HomeNewsBriefEmployees of Valle Crime Clan Protest Honduras Seizures
BRIEF

Employees of Valle Crime Clan Protest Honduras Seizures

HONDURAS / 26 AUG 2014 BY CAMILO MEJIA GIRALDO EN

Employees of the Valle Valle family have protested against the Honduran authorities’ recent seizure of the alleged drug clan’s properties, according to local media reports, illustrating the economic and social importance large criminal organizations can have in their areas of influence.

According to La Tribuna, hundreds of farmers and employees working at the Valles’ recently seized properties and businesses marched to demand that President Juan Orlando Hernandez guarantee their future employment.

Protesters told the newspaper that they were marching because the government’s actions had cut off the source of income for hundreds of families.

Anonymous official sources told the newspaper the protests were a show of solidarity with the Valles, who, they said, not only provided locals with jobs but also with land to grow their own crops.

Honduran authorities have said that operations to locate Valle Valle family members and the group’s other properties in the country are ongoing, reported La Tribuna.

InSight Crime Analysis

The Valle crime clan, who are arguably Honduras’ leading drug transport group, have been firmly in the sights of both the Honduran and US authorities in recent weeks.

Following the arrest of Digna Valle Valle in Florida, authorities in Honduras seized 52 properties belonging to the family, while the US Treasury added the group to its “Kingpin List,” imposing financial sanctions on the family and associated businesses.

SEE ALSO: Valles Profile

The protests in Copan highlight the knock-on effect such actions can have, especially in small economies like Honduras. In such regions, where poverty is rife and employment opportunities few, organized crime groups can be a major driver of the local economy, bringing investment and jobs through their money laundering activities. This can generate a sense of loyalty towards the criminal bosses.

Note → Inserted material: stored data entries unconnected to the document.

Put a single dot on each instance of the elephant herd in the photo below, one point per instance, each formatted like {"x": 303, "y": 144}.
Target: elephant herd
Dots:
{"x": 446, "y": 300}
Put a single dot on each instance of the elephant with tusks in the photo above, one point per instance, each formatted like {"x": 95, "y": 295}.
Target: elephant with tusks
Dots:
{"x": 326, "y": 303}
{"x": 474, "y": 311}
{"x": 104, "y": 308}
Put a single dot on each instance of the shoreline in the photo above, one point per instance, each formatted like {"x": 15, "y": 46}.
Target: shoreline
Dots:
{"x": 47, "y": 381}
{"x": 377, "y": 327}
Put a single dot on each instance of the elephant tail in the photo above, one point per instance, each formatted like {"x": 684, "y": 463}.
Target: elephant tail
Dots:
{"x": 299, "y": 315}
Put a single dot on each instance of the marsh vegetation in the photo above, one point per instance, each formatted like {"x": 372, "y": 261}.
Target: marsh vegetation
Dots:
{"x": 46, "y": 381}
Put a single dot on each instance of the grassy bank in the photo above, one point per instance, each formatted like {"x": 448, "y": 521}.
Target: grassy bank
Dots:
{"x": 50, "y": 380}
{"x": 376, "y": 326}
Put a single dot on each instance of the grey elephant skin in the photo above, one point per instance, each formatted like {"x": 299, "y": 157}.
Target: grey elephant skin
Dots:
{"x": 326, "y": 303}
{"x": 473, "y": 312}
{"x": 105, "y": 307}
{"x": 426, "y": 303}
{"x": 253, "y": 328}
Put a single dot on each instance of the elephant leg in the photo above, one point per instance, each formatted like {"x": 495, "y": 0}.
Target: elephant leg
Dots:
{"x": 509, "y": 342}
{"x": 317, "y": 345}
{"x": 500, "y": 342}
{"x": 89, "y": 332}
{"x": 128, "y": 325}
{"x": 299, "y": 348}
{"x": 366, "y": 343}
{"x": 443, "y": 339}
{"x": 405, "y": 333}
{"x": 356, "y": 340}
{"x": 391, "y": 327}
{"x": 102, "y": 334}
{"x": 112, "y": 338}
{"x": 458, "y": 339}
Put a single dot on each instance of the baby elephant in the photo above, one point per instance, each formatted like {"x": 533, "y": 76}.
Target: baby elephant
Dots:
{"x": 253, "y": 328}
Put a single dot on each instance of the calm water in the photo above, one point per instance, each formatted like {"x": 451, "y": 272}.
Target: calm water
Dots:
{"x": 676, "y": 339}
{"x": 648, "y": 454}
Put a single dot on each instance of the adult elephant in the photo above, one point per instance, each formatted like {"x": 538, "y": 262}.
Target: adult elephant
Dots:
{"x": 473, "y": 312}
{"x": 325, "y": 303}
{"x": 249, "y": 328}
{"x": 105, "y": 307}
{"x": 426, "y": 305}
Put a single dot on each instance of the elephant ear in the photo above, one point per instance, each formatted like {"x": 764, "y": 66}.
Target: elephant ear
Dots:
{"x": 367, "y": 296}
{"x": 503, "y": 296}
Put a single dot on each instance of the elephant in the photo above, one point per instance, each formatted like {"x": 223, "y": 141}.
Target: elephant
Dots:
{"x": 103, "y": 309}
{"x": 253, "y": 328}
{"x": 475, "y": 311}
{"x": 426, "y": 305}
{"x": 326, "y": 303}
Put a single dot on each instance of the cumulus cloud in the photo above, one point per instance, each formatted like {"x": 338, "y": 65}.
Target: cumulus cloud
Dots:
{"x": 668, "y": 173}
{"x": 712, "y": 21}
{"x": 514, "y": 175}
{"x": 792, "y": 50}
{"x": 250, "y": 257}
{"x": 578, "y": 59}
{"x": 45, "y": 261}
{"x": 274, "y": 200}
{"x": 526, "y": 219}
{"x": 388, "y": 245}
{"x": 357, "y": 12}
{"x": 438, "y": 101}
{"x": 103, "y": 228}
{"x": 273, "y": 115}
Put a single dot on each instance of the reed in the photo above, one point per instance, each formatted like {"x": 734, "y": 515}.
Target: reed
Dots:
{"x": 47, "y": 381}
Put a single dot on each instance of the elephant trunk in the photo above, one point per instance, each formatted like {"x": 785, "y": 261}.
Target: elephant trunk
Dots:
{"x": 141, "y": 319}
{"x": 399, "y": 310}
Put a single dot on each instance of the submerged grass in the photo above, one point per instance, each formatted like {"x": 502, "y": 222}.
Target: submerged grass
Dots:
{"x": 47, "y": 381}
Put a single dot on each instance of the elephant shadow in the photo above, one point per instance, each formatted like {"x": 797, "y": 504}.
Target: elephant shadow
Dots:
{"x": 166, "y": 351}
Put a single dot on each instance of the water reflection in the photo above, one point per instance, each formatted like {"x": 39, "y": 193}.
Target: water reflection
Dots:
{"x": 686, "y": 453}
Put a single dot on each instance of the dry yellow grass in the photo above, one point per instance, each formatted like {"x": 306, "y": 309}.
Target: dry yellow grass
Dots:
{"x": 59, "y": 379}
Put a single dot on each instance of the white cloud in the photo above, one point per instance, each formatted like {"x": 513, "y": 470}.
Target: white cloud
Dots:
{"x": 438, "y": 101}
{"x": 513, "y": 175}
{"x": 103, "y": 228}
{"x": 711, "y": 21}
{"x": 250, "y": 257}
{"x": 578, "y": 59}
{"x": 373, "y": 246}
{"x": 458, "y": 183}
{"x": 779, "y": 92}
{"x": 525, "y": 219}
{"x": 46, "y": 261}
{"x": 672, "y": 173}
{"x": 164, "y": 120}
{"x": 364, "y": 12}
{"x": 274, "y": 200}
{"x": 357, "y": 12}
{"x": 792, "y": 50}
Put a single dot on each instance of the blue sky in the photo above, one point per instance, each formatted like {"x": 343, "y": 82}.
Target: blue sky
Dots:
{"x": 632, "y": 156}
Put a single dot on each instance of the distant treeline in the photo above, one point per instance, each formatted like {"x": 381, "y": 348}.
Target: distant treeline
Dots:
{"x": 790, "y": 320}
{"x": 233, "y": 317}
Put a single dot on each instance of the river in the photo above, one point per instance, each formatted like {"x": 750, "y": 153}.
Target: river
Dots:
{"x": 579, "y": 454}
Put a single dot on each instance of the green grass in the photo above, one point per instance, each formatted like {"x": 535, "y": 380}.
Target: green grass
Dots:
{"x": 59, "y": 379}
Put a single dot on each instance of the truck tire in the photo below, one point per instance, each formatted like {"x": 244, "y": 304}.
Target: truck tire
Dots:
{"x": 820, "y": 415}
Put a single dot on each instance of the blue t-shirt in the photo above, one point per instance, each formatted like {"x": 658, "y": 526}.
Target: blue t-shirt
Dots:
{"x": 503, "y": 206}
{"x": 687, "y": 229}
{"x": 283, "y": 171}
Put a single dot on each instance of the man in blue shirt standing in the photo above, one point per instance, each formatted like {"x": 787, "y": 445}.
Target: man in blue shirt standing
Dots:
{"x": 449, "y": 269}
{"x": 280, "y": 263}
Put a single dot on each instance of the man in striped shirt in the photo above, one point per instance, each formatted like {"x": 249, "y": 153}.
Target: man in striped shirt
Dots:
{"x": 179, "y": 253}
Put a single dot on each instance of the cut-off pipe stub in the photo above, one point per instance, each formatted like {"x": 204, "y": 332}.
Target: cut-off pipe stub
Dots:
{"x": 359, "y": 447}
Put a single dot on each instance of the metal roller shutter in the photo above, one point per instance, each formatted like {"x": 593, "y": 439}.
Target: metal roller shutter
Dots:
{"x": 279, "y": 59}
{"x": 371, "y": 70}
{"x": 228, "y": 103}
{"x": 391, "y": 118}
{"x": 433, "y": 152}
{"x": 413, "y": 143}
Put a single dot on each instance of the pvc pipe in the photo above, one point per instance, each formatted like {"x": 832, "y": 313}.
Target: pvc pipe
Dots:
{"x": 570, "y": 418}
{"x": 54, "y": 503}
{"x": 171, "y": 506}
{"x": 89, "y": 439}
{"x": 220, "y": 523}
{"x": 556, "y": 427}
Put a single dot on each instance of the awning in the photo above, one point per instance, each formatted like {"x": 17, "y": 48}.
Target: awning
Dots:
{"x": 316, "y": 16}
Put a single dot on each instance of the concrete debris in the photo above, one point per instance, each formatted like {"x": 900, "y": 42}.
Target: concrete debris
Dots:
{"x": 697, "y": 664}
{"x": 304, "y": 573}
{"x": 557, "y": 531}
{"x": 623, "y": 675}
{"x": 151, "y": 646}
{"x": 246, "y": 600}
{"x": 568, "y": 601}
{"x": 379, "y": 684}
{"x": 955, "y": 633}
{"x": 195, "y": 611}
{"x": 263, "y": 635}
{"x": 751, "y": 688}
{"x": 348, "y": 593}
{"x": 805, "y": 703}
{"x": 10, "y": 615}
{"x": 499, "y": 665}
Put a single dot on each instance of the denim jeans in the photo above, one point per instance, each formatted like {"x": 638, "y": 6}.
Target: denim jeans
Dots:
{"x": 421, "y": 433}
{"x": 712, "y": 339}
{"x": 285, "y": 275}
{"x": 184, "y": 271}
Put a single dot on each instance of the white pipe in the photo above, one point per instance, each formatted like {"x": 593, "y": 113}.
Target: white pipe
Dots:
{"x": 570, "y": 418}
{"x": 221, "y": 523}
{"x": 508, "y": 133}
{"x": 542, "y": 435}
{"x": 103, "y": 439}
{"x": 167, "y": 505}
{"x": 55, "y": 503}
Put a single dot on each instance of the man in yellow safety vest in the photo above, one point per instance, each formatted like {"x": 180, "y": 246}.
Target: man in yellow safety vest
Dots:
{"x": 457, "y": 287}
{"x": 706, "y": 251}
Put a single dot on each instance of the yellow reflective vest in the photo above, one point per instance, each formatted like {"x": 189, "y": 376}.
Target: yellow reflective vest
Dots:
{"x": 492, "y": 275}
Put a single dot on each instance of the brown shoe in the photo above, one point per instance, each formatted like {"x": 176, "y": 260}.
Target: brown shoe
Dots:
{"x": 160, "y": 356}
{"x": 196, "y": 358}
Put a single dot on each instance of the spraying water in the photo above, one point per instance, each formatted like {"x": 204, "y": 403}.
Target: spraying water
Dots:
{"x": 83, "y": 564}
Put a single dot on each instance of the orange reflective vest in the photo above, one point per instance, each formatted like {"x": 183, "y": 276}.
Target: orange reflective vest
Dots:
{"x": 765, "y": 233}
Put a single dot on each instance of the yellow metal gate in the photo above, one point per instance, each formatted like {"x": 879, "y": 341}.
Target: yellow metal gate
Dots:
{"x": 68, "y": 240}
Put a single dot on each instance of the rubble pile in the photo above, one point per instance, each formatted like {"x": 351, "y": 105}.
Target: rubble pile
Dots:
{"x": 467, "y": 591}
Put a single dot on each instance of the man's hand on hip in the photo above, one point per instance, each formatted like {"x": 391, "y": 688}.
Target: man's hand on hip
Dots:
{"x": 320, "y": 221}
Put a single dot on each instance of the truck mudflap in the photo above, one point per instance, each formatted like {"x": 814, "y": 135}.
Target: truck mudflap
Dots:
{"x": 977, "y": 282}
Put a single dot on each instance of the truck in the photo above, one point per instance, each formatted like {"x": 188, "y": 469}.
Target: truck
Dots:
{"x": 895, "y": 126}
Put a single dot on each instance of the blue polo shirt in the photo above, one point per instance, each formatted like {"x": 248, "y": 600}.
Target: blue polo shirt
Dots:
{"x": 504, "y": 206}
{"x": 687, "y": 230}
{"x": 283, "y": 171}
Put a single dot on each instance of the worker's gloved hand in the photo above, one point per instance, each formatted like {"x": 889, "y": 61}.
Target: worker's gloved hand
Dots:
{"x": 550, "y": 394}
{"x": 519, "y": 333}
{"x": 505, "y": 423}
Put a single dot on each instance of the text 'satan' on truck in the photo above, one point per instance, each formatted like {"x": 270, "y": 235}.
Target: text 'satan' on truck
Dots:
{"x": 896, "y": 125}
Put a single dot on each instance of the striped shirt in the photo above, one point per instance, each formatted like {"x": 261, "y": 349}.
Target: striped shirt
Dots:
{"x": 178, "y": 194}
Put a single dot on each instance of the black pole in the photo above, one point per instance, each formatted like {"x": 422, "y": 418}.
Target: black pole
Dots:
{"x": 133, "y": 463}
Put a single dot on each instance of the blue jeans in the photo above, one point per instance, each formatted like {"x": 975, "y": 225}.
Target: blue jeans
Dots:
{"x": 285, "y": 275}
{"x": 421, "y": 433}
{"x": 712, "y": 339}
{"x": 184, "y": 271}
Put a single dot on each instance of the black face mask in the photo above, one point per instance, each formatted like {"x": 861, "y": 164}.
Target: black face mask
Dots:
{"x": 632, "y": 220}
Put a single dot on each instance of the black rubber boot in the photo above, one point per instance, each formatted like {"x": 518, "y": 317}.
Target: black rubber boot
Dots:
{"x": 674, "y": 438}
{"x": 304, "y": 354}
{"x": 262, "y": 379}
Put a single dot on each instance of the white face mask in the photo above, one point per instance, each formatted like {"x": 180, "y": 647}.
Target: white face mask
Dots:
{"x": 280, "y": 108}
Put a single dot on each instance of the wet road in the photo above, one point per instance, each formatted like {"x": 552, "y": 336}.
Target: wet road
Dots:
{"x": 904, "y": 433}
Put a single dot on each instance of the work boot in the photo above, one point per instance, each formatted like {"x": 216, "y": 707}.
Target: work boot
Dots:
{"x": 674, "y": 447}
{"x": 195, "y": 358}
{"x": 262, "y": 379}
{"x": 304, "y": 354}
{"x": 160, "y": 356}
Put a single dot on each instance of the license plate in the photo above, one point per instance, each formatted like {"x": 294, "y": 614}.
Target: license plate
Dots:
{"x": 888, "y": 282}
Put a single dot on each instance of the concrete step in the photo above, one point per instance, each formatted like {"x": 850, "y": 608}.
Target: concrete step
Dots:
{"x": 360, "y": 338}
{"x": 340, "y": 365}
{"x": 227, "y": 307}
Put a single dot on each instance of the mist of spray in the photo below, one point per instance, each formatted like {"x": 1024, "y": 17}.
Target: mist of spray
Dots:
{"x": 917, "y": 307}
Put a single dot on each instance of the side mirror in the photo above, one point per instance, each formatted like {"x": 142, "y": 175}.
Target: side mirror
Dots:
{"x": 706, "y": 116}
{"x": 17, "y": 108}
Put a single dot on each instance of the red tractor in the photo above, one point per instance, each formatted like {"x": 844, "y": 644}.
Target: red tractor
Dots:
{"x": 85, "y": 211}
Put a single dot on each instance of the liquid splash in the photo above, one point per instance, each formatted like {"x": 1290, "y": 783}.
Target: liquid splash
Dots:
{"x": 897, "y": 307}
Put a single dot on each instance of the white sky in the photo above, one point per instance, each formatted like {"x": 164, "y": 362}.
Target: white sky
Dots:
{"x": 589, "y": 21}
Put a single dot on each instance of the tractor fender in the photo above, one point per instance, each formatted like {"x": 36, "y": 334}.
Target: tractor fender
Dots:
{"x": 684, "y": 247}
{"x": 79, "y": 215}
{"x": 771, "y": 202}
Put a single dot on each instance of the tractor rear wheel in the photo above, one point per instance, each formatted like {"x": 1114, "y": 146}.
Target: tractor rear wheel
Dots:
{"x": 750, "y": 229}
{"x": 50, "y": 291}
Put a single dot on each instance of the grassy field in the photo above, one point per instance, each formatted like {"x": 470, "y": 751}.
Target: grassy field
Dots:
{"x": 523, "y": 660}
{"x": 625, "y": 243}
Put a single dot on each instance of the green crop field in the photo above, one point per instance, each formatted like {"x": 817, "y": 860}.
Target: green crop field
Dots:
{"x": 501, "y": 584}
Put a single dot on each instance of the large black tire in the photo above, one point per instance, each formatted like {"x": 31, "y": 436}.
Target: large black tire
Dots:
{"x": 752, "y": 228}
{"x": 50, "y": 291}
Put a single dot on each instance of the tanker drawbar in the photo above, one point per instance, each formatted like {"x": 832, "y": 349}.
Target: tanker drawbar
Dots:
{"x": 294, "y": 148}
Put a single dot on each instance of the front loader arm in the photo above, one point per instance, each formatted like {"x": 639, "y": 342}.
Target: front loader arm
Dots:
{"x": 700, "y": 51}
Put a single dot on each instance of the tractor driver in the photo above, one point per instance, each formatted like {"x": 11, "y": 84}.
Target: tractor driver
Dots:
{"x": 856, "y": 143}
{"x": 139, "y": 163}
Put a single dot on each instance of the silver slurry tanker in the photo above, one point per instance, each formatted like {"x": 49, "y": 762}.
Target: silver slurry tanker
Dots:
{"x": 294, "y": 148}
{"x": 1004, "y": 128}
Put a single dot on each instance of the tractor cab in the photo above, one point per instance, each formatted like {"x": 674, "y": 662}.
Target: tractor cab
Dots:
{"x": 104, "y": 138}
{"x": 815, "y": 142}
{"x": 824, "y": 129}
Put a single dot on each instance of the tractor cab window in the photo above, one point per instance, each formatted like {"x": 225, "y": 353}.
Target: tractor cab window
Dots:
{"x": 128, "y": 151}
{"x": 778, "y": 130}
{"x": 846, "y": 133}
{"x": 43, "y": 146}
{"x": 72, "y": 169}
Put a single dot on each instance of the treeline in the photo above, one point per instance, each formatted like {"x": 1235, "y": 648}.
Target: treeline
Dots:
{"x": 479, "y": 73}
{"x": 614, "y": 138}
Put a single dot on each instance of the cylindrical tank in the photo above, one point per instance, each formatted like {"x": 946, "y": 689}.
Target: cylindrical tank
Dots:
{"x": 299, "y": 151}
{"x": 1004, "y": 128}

The contrast between the vast wealth of these networks and the poverty of Honduras is striking; according to the US Treasury, another of Honduras’ transport groups, the Cachiros, have an estimated $500 million in assets, which if true means their wealth stands at 2.7 percent of the entire country’s GDP.

Nevertheless, supposed expressions of solidarity by communities close to these types of groups must be taken with a grain of salt. As InSight Crime has noted previously, protests by members of the public can be instigated by criminal organizations to further their own goals.